Rationale: The role of NADPH oxidase activation in pneumonia is complex since reactive oxygen species contribute to both microbial killing and regulation of the acute pulmonary infiltrate. The relative importance of each role remains poorly defined in community-acquired pneumonia.

Objectives: We evaluated the contribution of NADPH oxidase derived reactive oxygen species to the pathogenesis of pneumococcal pneumonia, addressing both the contribution to microbial killing, and regulation of the inflammatory response.

Methods: Mice deficient in the gp91phox component of the phagocyte NADPH oxidase were studied following pneumococcal challenge.

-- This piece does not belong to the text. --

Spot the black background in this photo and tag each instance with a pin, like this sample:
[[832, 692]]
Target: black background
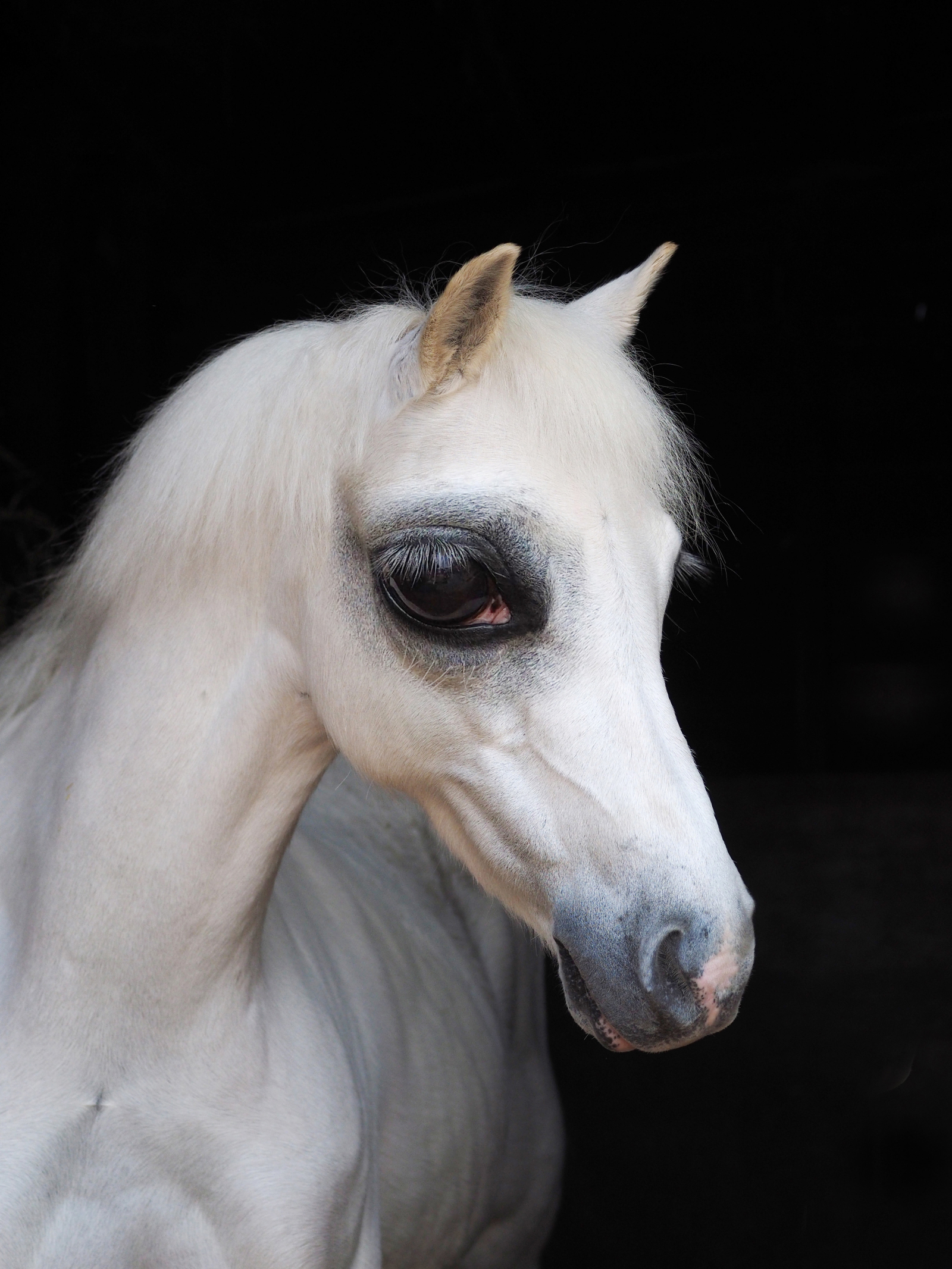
[[179, 176]]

Measurements and main results: gp91phox-/- mice demonstrated no defect in microbial clearance as compared to wild-type C57BL/6 mice. A significant increase in bacterial clearance from the lungs of gp91phox-/- mice was associated with increased numbers of neutrophils in the lung, lower rates of neutrophil apoptosis and enhanced activation. Marked alterations in pulmonary cytokine/chemokine expression were also noted in the lungs of gp91phox-/- mice, characterised by elevated levels of TNF-{alpha}, KC, MIP-2, MCP-1 and IL-6. The greater numbers of neutrophils in gp91phox-/- mice were not associated with increased lung injury. Levels of neutrophil elastase in bronchoalveolar lavage were not decreased in gp91phox-/- mice.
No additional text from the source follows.